Милях в четырех от Босуэлла река делала крутой поворот, в излучине ее росли старые эвкалипты и кусты акации. Я затормозил недалеко от этого места и стал приглядываться к травянистым кочкам между деревьями, соображая, пройдет ли по ним машина.
Под одним из эвкалиптов была раскинута палатка. Перед ней горел костер, над которым висел закопченный котелок. Из котелка поднимался пар. Крышка котелка валялась тут же, у костра.
Близ палатки стоял изрядно потрепанный «додж». Видимо, первоначально это был обыкновенный легковой автомобиль, но задняя часть кузова была снята, и вместо нее к шасси приладили небольшой фургон со стенками из размалеванного брезента.
Краска, покрывавшая брезент, давно пересохла и превратилась в ломкую корку, испещренную трещинами. В одном из углов брезент был продырявлен, и сквозь бахрому серых ниток виднелся край доски, лежавшей внутри фургона.

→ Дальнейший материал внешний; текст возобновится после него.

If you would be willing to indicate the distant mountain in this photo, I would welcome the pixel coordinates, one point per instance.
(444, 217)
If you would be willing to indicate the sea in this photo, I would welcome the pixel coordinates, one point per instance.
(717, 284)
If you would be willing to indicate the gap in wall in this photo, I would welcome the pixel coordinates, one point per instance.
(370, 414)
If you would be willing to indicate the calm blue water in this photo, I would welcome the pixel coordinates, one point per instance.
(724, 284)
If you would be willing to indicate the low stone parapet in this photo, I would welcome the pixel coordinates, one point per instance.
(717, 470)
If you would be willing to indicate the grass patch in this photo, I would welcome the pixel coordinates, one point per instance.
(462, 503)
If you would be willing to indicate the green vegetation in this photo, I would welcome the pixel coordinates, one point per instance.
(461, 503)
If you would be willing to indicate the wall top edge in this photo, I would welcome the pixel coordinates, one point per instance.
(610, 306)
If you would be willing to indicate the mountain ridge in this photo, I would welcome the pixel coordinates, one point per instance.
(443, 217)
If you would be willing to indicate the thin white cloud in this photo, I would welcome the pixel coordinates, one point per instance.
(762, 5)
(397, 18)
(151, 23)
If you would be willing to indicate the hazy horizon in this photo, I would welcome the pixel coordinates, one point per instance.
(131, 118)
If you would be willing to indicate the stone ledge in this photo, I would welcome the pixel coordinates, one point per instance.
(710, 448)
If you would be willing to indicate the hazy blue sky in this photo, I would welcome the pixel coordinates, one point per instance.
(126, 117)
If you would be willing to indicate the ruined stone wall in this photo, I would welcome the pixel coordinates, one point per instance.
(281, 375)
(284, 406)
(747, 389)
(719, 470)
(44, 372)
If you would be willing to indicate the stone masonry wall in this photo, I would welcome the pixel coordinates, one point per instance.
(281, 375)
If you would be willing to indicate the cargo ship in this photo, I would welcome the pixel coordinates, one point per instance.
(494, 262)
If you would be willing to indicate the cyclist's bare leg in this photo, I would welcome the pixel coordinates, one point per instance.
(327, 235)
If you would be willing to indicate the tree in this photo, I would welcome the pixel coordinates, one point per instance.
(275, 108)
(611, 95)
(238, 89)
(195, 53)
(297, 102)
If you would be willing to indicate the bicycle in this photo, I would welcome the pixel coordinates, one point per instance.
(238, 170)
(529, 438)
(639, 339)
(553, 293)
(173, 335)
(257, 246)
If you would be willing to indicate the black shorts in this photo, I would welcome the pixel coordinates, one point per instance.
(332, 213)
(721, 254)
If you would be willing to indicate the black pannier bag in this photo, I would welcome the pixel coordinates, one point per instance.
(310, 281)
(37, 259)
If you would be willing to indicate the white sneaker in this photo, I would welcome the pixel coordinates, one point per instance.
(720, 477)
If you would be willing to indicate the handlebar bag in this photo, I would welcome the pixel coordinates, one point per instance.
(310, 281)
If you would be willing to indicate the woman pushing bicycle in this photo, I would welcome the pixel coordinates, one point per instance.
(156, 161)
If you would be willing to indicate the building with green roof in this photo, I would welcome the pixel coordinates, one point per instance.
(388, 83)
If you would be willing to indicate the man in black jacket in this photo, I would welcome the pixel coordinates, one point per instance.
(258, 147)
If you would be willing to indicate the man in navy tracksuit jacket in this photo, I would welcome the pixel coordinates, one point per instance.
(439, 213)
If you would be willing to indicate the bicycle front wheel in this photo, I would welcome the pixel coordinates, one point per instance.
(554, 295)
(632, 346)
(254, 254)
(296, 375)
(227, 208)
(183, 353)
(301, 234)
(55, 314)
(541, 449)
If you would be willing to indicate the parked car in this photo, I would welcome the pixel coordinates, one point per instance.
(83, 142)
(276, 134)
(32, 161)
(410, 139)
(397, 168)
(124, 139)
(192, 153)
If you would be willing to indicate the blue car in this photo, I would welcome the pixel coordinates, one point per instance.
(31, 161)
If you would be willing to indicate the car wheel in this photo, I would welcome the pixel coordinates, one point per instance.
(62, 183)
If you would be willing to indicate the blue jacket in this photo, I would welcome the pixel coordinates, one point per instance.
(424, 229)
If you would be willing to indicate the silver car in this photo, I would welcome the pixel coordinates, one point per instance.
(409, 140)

Когда-то на фургоне красовалась надпись, но солнце и дожди почти стерли желтые буквы. Надпись располагалась дугой через всю стену фургона. Мне удалось разобрать лишь слова — «Предсказатель судьбы» и пониже, внутри дуги еще «Гипнотизер» и «Хиромант».

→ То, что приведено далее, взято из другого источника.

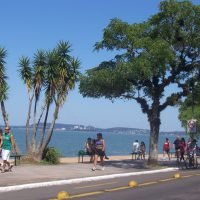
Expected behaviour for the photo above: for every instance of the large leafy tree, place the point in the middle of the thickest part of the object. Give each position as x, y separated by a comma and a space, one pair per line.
151, 57
48, 79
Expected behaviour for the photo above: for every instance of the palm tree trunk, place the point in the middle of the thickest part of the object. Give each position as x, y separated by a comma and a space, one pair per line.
4, 114
50, 131
44, 127
34, 128
28, 147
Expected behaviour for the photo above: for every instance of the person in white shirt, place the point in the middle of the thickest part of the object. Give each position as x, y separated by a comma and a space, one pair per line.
136, 148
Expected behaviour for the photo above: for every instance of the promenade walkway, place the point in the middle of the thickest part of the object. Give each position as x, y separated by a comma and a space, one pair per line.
27, 176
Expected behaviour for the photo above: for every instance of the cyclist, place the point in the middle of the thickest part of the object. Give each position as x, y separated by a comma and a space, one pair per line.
177, 145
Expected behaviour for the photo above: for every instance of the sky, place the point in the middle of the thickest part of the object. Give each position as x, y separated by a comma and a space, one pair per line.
29, 25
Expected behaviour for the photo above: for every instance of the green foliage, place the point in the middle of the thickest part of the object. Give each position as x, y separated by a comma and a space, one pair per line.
190, 108
150, 56
51, 75
51, 155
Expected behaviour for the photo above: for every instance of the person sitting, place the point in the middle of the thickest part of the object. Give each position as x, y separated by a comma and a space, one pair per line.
89, 148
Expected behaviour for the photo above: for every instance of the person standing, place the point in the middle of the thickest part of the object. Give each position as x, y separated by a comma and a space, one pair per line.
177, 147
136, 148
142, 150
99, 151
182, 149
7, 143
166, 148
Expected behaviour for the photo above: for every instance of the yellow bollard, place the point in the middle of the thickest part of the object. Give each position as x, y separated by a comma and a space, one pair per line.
132, 184
62, 195
177, 175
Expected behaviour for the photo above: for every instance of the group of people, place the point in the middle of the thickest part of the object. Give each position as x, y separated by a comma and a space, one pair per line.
181, 147
6, 146
139, 149
96, 148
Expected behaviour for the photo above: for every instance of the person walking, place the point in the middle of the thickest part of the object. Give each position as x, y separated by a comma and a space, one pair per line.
99, 151
183, 147
136, 149
142, 150
7, 143
166, 148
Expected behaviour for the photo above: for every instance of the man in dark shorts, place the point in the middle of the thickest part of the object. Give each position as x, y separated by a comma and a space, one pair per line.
166, 148
99, 151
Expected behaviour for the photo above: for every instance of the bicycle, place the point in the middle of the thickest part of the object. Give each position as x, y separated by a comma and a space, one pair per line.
191, 160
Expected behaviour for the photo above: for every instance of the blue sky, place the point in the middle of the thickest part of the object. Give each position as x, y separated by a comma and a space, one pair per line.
28, 25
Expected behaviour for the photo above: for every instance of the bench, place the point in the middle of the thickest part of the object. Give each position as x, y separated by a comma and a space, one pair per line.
136, 154
81, 155
16, 158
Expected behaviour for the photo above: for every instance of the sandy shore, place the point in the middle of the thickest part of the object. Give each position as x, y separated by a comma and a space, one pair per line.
87, 158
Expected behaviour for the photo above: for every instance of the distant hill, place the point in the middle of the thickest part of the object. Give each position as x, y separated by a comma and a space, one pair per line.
79, 127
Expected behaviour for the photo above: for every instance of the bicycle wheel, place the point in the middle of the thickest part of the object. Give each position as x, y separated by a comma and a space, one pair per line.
187, 163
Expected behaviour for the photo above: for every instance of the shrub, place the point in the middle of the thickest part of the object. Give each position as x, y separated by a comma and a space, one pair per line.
51, 155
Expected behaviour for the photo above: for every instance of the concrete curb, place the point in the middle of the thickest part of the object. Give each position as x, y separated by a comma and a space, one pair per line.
80, 180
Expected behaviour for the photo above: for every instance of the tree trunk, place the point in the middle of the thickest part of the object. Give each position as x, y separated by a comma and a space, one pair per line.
154, 120
28, 147
5, 116
50, 131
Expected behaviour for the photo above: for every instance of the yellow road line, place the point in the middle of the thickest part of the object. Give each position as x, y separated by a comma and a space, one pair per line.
123, 188
148, 183
86, 194
88, 186
187, 176
168, 179
116, 189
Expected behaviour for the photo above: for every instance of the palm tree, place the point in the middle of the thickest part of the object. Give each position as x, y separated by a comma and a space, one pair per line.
52, 75
3, 85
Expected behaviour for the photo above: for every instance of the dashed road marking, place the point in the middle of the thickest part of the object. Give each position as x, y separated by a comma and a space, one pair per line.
102, 184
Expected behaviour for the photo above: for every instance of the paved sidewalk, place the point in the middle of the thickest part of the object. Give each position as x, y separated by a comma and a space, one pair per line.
26, 174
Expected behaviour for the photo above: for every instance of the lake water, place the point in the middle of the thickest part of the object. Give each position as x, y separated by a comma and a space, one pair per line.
70, 142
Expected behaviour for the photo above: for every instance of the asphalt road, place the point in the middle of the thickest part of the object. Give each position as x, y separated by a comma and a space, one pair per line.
156, 186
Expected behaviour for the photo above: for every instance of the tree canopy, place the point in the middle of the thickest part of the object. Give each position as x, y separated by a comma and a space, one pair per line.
150, 57
49, 77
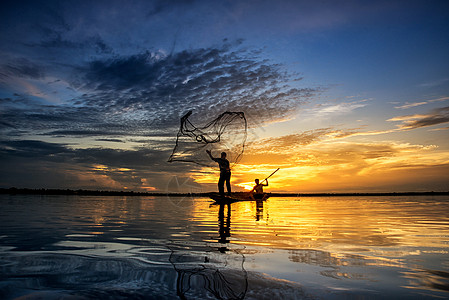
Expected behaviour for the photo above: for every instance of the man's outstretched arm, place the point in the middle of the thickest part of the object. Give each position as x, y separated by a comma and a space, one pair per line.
210, 154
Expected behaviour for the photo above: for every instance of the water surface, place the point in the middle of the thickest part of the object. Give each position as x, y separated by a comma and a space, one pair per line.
91, 247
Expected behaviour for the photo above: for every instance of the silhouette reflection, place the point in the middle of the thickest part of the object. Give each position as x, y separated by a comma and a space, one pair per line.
224, 226
217, 271
259, 210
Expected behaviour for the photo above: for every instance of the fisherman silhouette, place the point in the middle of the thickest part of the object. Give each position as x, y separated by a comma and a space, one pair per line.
257, 191
225, 172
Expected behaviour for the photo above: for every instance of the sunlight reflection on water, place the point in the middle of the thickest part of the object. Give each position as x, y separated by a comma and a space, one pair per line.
333, 247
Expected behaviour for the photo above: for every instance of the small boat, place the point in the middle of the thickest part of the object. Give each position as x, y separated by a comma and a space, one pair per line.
236, 197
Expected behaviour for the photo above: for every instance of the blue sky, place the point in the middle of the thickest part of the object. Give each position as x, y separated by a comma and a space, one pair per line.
91, 92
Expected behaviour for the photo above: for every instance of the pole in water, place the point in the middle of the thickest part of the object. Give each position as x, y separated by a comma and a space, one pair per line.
270, 175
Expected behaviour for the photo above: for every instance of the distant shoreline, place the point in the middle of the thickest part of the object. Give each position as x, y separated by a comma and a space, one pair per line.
25, 191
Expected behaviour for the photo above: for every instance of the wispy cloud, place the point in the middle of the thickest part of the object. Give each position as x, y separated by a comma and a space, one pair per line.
435, 117
414, 104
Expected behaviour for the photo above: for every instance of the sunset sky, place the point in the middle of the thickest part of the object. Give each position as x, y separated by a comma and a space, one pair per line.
342, 96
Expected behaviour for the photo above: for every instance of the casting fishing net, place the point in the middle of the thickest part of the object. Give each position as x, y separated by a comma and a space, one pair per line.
226, 133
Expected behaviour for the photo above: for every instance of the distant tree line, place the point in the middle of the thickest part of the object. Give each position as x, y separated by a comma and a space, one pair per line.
80, 192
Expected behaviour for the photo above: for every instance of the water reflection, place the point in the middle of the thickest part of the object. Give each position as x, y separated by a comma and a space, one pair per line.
219, 272
148, 246
224, 225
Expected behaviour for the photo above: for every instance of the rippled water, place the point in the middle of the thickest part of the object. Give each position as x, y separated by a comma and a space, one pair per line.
90, 247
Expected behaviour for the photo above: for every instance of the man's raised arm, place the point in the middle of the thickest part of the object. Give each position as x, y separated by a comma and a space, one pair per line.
210, 154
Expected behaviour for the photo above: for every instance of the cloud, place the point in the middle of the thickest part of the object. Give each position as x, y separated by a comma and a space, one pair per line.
139, 93
414, 104
326, 109
435, 117
38, 164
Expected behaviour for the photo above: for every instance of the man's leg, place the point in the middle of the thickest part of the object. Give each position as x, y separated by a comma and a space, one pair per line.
228, 183
221, 184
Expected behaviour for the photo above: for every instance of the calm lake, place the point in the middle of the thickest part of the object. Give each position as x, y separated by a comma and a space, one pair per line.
92, 247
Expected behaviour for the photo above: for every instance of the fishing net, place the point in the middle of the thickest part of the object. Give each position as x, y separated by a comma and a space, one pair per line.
226, 133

В палатке обитали двое. Один — худой, долговязый молодой парень с буйной шевелюрой, помешивал в котелке длинной вилкой; другой — уже пожилой человек с морщинками у глаз, стоял у входа в палатку и внимательно следил за моим приближением.

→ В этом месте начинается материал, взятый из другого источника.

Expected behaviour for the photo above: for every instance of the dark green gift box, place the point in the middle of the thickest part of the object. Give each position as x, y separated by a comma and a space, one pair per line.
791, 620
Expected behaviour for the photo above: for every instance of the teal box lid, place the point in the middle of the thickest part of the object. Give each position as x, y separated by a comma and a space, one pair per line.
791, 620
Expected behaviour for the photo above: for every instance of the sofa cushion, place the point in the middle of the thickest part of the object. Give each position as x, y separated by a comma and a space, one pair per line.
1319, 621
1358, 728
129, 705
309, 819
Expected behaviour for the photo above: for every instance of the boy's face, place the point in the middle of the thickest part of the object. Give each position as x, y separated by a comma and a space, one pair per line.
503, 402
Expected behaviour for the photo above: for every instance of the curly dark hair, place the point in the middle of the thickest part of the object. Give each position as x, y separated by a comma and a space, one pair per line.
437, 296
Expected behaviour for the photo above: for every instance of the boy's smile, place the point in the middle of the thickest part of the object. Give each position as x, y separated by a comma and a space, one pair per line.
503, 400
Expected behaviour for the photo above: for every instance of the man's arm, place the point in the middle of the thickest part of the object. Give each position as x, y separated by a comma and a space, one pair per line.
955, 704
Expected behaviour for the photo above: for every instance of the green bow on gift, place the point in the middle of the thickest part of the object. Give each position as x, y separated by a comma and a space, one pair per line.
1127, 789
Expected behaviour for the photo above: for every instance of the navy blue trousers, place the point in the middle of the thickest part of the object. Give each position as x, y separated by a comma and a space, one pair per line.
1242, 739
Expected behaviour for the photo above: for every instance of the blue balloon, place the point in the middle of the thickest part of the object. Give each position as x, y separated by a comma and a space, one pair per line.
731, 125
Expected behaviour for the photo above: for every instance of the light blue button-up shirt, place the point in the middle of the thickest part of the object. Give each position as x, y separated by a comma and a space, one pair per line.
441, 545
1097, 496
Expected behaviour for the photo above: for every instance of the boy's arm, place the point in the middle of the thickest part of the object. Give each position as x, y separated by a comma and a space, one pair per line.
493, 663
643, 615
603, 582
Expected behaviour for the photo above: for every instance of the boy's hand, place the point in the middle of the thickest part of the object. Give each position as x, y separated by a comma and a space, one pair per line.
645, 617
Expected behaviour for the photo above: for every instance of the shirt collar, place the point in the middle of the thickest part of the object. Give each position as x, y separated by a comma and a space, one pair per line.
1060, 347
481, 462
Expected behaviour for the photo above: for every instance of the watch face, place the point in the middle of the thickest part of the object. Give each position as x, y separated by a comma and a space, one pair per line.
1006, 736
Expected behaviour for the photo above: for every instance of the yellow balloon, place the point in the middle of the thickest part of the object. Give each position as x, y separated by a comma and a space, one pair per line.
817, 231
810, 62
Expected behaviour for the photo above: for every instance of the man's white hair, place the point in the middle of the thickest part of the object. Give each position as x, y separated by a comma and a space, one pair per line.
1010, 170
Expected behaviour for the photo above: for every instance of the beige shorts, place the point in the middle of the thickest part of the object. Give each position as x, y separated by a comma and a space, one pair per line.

Я подъехал и остановился в нескольких ярдах от костра.
— Вы не будете возражать, если я расположусь здесь? — обратился я к старшему.
— Конечно, нет. Места хватит. Давай располагайся. Ты куда путь держишь?
— В Босуэлл.
— На ярмарку?
— Ага!
— А сам ты из каких мест?
— Из Мельбурна.
— А, из Мельбурна! Что ж… Сидней, тот неплохой городишко, только, по мне, улицы узковаты. Вот Аделаида — это да! И улицы красивые, широкие. Может, конечно, кому и Мельбурн по вкусу, только…
Он помолчал и, угрюмо уставившись в землю, добавил:
— Ладно, провались он, этот Мельбурн. Как ты сказал — чем на жизнь зарабатываешь?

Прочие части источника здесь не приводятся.